According to Professor Chiaia, Eusapia was a woman of extremely humble social standing, robust and illiterate. Her first introduction to the European scientific world was through a letter from Prof. Chiaia to Dr Cesare Lombroso, published in an Italian newspaper of 1888, where he describes his experiments and invites Lombroso to join him in the investigations. Lombroso only accepted the invitation in 1891, and after several experiments, he became convinced of the authenticity of the phenomena and declared: “I am confused and feel sorry I fought the possibility of the so-called Spiritist facts so persistently.” It was thanks to his conversion that many other important European scientists decided to start investigating psychic phenomena through Eusapia.

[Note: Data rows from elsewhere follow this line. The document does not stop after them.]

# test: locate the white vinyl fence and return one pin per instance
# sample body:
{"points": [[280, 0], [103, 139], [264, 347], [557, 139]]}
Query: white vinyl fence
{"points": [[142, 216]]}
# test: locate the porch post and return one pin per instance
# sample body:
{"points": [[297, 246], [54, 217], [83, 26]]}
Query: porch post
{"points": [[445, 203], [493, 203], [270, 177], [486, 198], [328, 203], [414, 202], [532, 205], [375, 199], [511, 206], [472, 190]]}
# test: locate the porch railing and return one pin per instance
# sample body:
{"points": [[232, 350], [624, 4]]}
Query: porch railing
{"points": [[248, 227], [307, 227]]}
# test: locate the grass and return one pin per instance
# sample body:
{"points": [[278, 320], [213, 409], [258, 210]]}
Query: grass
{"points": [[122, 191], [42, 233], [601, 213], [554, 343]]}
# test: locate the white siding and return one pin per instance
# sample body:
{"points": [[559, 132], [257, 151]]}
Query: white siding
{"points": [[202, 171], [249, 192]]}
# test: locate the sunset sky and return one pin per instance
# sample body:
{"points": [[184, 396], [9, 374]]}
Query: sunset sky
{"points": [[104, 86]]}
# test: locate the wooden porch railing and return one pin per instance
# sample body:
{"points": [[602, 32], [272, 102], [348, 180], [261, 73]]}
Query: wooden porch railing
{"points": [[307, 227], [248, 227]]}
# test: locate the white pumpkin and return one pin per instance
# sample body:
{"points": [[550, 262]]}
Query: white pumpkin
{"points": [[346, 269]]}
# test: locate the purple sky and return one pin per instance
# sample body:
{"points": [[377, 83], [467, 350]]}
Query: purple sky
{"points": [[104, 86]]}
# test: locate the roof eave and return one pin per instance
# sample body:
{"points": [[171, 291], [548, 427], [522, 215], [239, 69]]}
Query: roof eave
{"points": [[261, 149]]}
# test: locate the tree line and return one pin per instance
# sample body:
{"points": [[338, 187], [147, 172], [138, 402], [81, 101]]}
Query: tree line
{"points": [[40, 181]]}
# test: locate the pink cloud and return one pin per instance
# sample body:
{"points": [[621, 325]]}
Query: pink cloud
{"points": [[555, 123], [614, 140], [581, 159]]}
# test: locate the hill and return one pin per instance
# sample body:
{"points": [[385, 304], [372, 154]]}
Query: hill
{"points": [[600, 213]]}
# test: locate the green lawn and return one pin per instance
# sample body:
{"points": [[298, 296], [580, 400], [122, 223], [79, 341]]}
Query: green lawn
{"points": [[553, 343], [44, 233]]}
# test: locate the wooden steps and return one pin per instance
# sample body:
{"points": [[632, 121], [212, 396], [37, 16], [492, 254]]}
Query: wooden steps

The phenomena produced by Eusapia were listed and classified a number of times. According to Morselli, a professor at the University of Genoa , in his book, Psychology and Spiritism (1907), the first class of phenomena were called mechanic and occurred while the objects were in contact with the medium’s body. They were oscillations and other movements of the table, with or without any meaning; raps and levitation. The same would happen with the curtains of the cabinet and the medium’s clothes.

The second class of phenomena were called telekinetic, which described movements without direct contact between the medium and the objects. Objects that were far from the medium were brought to the table, the chairs where the researchers were sitting would move, musical instruments would play.

The third class comprehend the alterations to the gravity of objects: oscillations in the arms of scales, changes in the medium’s weight, varying from 5 to 10 kilograms, levitation of the medium’s body, production of cold draughts at the beginning of the manifestations, irradiations from Eusapia’s head and body.

Sounds and signals constituted the fourth class. Raps, knocks and other noises occurred at the table or far from the medium, sounds of musical instruments, sounds of hands and feet, voices. Mysterious signs were also left on the attendees wrists, stains on the table, and pencil marks on the walls. There was also the occurrence of direct writing, either utilising pencils or pens (ectoplasmic hands) or without them (pneumatography). Also mouldings left in substances like plaster-of-Paris would be produced, such as hands, fists, feet and even faces in profile.

A fifth class of phenomena was the unexpected appearance of objects brought from afar, either on the table or in the room (introduced in the room through closed doors), like flowers, branches, nails, coins and stones.

The sixth class comprehended materializations, defined by Morselli as the creation ex-novo of shapes more or less organised, which had the physical properties of matter, i.e., of being resistant to touch (tangible). The phenomena observed included touching, prodding, kissing, biting, hand-shaking (one would feel the skin, the hand’s warmth and the movement of the fingers). A subclass could be described as the luminous phenomena, points of lights flashing, tongues of fire and the appearance of luminous clouds. There was also the appearance of dark “prolongations” in the form of human limbs that emerged from various parts of Eusapia’s body and which were given the name “pseudopods”.

Professor Cesare Lombroso later added another class to Morselli’s system, including isolated phenomena: 1) influence on photographic film 2) mind reading, vision in darkness, at distance 3) understanding of foreign languages unknown to the medium, like English and German 4) influence over electroscopes, which were discharged at distance.

During her life, Eusapia submitted herself to 36 research commissions, from 1888 to 1909. According to Morselli, she manifested forty-four types of mediumistic gifts. She disincarnated in 1918, at 64, after almost half a century of continuous investigations, under the most rigorous conditions stipulated by the greatest scientists of the time.